From a researcher’s point of view, those interested in the fields of Literature, Divinity, Theology, Islamic Studies and Art will find masses of interesting content within these collections. The datasets that we made available were:

The 19th century photography of Robert Adamson and David Octavius Hill, among the first users of the calotype technique. This is a fascinating collection for anyone with interests in early photography.

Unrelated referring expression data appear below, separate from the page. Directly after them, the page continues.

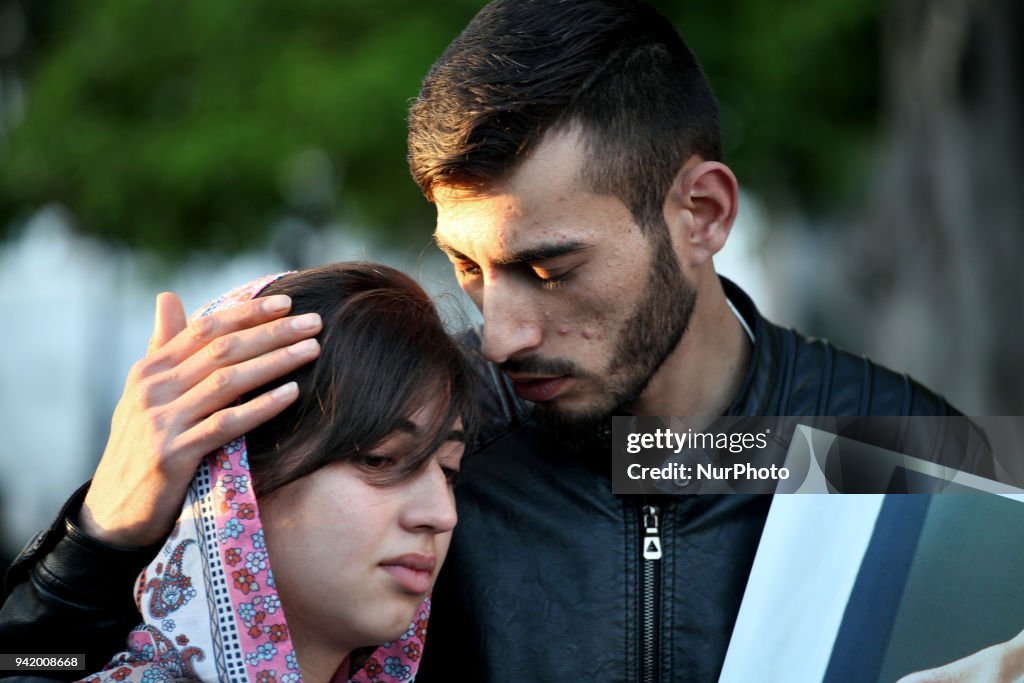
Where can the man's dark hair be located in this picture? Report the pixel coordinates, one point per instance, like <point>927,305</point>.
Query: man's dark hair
<point>521,69</point>
<point>384,354</point>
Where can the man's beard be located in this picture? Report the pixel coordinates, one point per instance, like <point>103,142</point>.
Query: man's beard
<point>644,342</point>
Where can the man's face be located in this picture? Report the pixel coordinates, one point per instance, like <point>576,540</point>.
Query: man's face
<point>580,306</point>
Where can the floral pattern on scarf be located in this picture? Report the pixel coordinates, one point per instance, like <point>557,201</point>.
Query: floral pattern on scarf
<point>209,603</point>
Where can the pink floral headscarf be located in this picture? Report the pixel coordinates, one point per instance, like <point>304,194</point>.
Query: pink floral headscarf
<point>209,603</point>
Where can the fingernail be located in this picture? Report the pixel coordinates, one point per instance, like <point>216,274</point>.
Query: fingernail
<point>306,322</point>
<point>278,302</point>
<point>286,390</point>
<point>303,347</point>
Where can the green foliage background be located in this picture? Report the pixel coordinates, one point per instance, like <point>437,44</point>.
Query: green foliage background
<point>172,126</point>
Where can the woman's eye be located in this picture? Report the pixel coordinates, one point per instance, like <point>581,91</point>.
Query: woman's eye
<point>451,475</point>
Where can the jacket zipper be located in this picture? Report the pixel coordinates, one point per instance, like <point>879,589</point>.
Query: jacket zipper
<point>650,598</point>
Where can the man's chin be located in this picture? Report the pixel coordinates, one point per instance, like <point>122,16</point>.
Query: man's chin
<point>582,428</point>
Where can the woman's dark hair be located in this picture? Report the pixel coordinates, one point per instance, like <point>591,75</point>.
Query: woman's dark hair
<point>384,354</point>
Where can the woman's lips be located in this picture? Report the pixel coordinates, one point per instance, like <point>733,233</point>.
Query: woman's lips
<point>540,389</point>
<point>414,572</point>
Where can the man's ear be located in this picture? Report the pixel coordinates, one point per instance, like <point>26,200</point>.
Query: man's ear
<point>700,207</point>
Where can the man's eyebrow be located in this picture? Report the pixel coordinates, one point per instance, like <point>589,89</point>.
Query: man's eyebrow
<point>527,255</point>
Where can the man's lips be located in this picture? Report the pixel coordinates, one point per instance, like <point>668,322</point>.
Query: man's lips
<point>539,389</point>
<point>413,571</point>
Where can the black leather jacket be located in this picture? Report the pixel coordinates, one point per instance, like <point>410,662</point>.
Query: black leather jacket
<point>545,580</point>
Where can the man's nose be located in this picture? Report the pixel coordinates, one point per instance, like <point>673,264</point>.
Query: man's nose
<point>511,325</point>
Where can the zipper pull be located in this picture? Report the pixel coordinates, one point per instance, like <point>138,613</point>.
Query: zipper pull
<point>651,539</point>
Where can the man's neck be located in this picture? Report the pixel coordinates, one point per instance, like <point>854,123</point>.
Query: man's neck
<point>705,373</point>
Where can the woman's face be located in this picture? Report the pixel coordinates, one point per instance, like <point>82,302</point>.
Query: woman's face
<point>352,560</point>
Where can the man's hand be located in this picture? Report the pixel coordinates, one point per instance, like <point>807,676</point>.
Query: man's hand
<point>998,664</point>
<point>178,406</point>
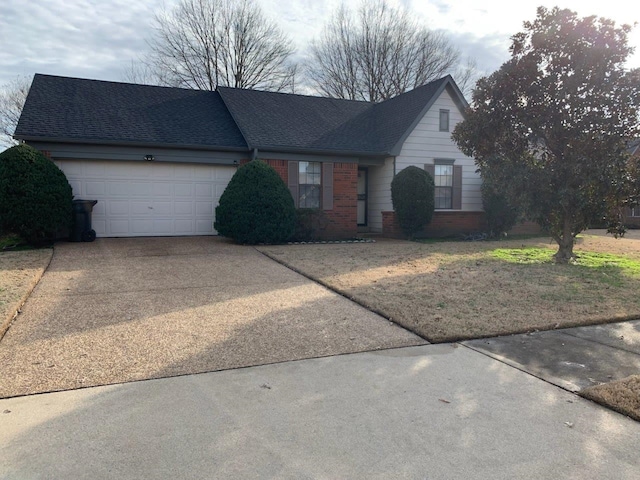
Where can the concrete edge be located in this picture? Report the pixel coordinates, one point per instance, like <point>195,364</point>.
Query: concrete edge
<point>558,382</point>
<point>348,297</point>
<point>15,309</point>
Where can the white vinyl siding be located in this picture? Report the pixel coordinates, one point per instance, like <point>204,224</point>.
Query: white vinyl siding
<point>379,194</point>
<point>427,143</point>
<point>137,199</point>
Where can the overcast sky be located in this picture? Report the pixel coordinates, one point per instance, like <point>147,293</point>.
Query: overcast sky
<point>99,38</point>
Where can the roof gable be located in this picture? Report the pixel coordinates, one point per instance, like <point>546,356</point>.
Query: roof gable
<point>97,111</point>
<point>92,111</point>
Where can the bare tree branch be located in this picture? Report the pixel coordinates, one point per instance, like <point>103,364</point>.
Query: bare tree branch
<point>12,97</point>
<point>205,43</point>
<point>376,53</point>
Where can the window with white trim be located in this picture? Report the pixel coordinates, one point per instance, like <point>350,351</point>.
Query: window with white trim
<point>443,179</point>
<point>444,120</point>
<point>309,181</point>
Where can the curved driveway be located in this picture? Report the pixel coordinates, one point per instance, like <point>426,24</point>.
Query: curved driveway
<point>120,310</point>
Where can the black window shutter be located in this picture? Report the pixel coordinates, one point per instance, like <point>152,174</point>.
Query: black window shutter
<point>327,186</point>
<point>294,182</point>
<point>457,187</point>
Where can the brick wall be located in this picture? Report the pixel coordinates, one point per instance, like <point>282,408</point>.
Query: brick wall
<point>341,221</point>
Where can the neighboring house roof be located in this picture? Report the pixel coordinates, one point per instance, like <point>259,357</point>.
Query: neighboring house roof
<point>71,109</point>
<point>92,111</point>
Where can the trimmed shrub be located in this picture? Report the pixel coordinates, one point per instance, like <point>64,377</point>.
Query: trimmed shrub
<point>501,216</point>
<point>35,196</point>
<point>256,207</point>
<point>412,194</point>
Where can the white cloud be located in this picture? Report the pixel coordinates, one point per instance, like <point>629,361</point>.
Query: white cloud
<point>98,38</point>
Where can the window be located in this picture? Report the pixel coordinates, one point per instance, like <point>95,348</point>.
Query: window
<point>309,175</point>
<point>444,120</point>
<point>443,180</point>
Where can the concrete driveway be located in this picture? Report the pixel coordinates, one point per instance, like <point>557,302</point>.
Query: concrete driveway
<point>119,310</point>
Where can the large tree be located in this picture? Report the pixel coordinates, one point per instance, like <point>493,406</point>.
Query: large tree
<point>205,43</point>
<point>376,53</point>
<point>551,126</point>
<point>12,97</point>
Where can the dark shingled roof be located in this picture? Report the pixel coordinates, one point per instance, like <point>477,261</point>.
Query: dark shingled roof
<point>71,109</point>
<point>95,111</point>
<point>277,121</point>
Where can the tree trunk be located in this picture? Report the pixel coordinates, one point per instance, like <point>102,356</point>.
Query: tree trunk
<point>565,244</point>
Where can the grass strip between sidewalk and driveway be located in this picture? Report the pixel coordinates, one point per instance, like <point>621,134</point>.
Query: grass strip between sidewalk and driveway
<point>449,291</point>
<point>622,395</point>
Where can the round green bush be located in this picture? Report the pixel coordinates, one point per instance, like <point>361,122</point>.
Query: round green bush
<point>256,207</point>
<point>35,196</point>
<point>412,194</point>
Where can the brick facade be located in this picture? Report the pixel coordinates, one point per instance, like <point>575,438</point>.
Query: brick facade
<point>341,221</point>
<point>343,218</point>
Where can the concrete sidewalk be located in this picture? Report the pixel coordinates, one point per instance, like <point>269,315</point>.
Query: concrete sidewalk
<point>572,358</point>
<point>428,412</point>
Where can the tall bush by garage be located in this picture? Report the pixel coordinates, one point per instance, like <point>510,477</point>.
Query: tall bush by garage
<point>35,196</point>
<point>412,194</point>
<point>256,207</point>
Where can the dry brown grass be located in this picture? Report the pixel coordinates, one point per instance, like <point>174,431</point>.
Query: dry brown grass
<point>448,291</point>
<point>19,273</point>
<point>622,395</point>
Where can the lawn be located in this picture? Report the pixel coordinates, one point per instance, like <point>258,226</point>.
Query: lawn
<point>448,291</point>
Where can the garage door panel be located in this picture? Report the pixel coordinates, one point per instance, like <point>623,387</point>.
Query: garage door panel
<point>163,209</point>
<point>118,189</point>
<point>149,198</point>
<point>162,190</point>
<point>117,208</point>
<point>141,208</point>
<point>204,208</point>
<point>183,208</point>
<point>183,190</point>
<point>94,188</point>
<point>204,227</point>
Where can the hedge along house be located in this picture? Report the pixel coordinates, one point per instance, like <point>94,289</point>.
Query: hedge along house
<point>157,159</point>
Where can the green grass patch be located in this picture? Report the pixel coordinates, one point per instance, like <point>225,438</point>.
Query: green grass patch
<point>605,263</point>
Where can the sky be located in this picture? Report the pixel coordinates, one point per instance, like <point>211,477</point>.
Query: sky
<point>98,39</point>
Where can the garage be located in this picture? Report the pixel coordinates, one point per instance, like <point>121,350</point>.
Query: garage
<point>137,199</point>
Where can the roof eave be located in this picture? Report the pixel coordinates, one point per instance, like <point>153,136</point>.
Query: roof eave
<point>318,151</point>
<point>29,138</point>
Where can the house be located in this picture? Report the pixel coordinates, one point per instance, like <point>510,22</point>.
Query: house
<point>157,159</point>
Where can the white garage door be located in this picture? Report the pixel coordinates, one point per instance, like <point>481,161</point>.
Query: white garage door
<point>137,199</point>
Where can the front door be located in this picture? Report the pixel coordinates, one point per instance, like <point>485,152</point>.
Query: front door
<point>362,196</point>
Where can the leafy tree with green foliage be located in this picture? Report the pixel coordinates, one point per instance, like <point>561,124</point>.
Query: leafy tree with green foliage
<point>412,194</point>
<point>256,207</point>
<point>501,215</point>
<point>35,196</point>
<point>551,126</point>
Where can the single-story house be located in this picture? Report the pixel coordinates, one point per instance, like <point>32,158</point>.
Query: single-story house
<point>157,159</point>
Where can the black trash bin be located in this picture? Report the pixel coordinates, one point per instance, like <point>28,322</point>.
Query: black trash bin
<point>81,230</point>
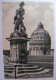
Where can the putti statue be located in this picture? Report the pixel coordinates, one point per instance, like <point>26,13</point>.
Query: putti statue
<point>18,21</point>
<point>18,39</point>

Oriental Manuscripts, including the C14 Rashid al-din’s World History, the rare Ragamala Paintings, and Al-Biruni’s C14 Chronicle of Ancient Nations.

Ragamala Paintings
http://www.europeana.eu/portal/record/9200264/BibliographicResource_3000058485162.html
University of Edinburgh, CC-BY

University of Edinburgh- People, Places and Events- a collection of images directly related to the University- old and new!
Engravings from Walter Scott’s novels- fascinating for literary enthusiasts and those keen on Scottish history.
Western mediaeval manuscripts including Scotland’s oldest book, the C.11 Celtic psalter
Incunabula images, i.e. images from books from the infancy of printing, prior to 1500.
Some images documenting life in St Kilda from the turn of the 20th century- these have come from the School of Scottish Studies.
Images from our genetics area at the Roslin Institute, where Dolly the Sheep was ‘born’!
Whaling scenes from the Christian Salvesen whaling company.
Architectural Drawings by Playfair and Anderson, showing the genesis of many buildings in Edinburgh (including the University).
Pages from pre-1660 versions of Shakespeare’s plays.
Images from the archive of the Victorian collector David Laing.
Images of theology related items, from New College.
Portraits of Medical Men collected by John William Thomson Walker.
Some highlights from one of our older exhibitions- Object Lessons- which gave a good idea of the holdings of the University’s museums collections, including Art and Musical Instruments. This last collection is also in Europeana, courtesy of the MIMO project, 2011.
The whole of our CRC Gallimaufry collection, which is basically just a repository of everything else, unthemed! There is a broad range in here including maps, zoological drawings, engravings and so forth.

Forth Bridge Works
http://www.europeana.eu/portal/record/9200271/BibliographicResource_3000100382947.html
University of Edinburgh, CC-BY

We wanted to make this material available to the wider world, and drive users back to us through Europeana because it is not always that easy to publicise our own repositories. We are conscious, of course, that Europeana is an ocean of content, and it is not easy to get noticed! To that end, we are trying to better describe our collections with more tags and subject fields so that they show up better in searches and facet lists. The fact that Europeana can reharvest our data as we improve it definitely makes life easier for us.

A lot of consideration was taken as to which collections we were comfortable putting out to Europeana. Copyright is particularly sensitive on a number of our collections- for example our Art collections, and collections of students’ work where the protagonists have moved on- but we feel fairly confident that everything we’ve given Europeana can safely carry the given licence.